A postura do presidente Lula é clara: o Brasil está aberto a colaborações internacionais, sem restrições a qualquer nação – sejam Estados Unidos, China, Alemanha ou França. No entanto, a premissa fundamental é o respeito irrestrito à soberania brasileira. “Os minerais críticos são nossos, as terras raras são nossas, e a gente quer explorar aqui dentro”, afirmou Lula, enfatizando que o país almeja dar um “salto de qualidade” no aproveitamento desses recursos, empregando inteligência e ciência para esse fim. Essa abordagem estratégica visa não apenas extrair os minerais, mas também agregar valor e conhecimento ao processo em solo nacional.

Sirius: A Vanguarda da Pesquisa e o Mapeamento de Riquezas

O contexto para o pronunciamento presidencial foi a inauguração de quatro novas linhas de luz síncrotron do acelerador de partículas Sirius, localizado no Centro Nacional de Pesquisa em Energia e Materiais (CNPEM), em Campinas. Essas linhas de luz representam um avanço significativo, sendo uma forma de radiação eletromagnética em raio X de altíssima potência. Sua capacidade de “revelar características da estrutura molecular e atômica de uma matéria” é revolucionária para diversas áreas. O Sirius amplia consideravelmente a capacidade de pesquisa em setores cruciais como saúde, energia, agricultura, clima, nanotecnologia e o desenvolvimento de novos materiais.

Nesse cenário de ponta, o presidente Lula destacou a oportunidade de aplicar essa tecnologia para uma melhor compreensão do próprio território brasileiro. Ele ressaltou que o país tem conhecimento de apenas cerca de 30% do seu vasto potencial geológico, e o Sirius surge como uma ferramenta essencial para mapear e identificar com precisão os minerais críticos e terras raras existentes no subsolo nacional, conectando diretamente a pesquisa científica de alto nível com a estratégia de exploração mineral.

Brasil no Clube da Ciência de Ponta: Autonomia e Progresso

A ministra da Ciência, Tecnologia e Inovações, Luciana Santos, que também esteve presente no evento, reforçou a importância estratégica do Sirius para a autonomia científica do Brasil. Segundo a ministra, antes da existência dessa infraestrutura, pesquisadores brasileiros dependiam de laboratórios estrangeiros para conduzir estudos avançados em materiais, proteínas, vírus e tecnologias estratégicas, o que limitava o ritmo e a profundidade da produção de conhecimento no país. Com o Sirius, o Brasil passou a integrar um grupo seleto e restrito de nações que dominam a tecnologia de fontes de luz síncrotron de quarta geração.

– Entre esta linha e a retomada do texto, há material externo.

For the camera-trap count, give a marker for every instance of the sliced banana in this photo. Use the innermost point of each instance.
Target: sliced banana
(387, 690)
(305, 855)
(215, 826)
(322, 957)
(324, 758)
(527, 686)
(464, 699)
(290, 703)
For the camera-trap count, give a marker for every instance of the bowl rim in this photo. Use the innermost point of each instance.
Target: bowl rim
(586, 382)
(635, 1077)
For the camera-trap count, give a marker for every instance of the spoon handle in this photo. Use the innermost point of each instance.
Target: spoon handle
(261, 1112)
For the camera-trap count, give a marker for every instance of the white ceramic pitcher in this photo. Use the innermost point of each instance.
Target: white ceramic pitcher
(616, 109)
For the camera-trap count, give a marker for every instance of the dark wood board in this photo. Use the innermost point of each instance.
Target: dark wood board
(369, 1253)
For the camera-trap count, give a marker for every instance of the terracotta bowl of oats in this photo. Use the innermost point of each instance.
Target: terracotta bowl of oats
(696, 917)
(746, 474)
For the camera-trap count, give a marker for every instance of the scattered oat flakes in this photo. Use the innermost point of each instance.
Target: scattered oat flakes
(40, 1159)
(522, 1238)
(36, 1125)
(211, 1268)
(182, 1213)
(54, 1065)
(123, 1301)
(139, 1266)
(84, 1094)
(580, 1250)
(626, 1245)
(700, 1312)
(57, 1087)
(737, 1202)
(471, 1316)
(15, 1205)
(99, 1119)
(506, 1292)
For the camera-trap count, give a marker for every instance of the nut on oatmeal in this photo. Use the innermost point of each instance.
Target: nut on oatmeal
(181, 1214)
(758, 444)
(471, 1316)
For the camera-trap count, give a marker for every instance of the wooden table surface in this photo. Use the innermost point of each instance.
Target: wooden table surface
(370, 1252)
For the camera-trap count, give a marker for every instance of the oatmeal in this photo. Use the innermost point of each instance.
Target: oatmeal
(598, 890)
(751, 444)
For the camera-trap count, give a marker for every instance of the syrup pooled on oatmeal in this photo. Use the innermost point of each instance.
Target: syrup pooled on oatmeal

O acelerador de partículas Sirius, com seus 68 mil metros quadrados, opera como um “supermicroscópio” de proporções gigantescas. A ministra Luciana Santos o descreveu como a maior e mais complexa infraestrutura científica já construída no Brasil e uma das mais avançadas fontes de luz síncrotron em escala global. Essa capacidade instalada não apenas impulsiona a pesquisa, mas também consolida a soberania brasileira no domínio científico e tecnológico, um pilar fundamental para o desenvolvimento e a exploração consciente de seus recursos naturais.

Conclusão: Desenvolvimento Sustentável com Base na Ciência e Soberania

As declarações do presidente Lula, aliadas à capacidade tecnológica do Sirius, desenham um futuro no qual o Brasil busca harmonizar o aproveitamento de suas vastas riquezas minerais com o mais elevado padrão de pesquisa científica e o irrenunciável princípio da soberania nacional. O país reafirma sua posição de um ator global que valoriza parcerias, mas que prioriza o desenvolvimento interno, impulsionado pela inovação e pelo conhecimento. A união entre a assertividade na exploração de recursos e o investimento em ciência de ponta projeta um Brasil autônomo, capaz de mapear, compreender e valorizar seu próprio território para um futuro mais próspero e estratégico.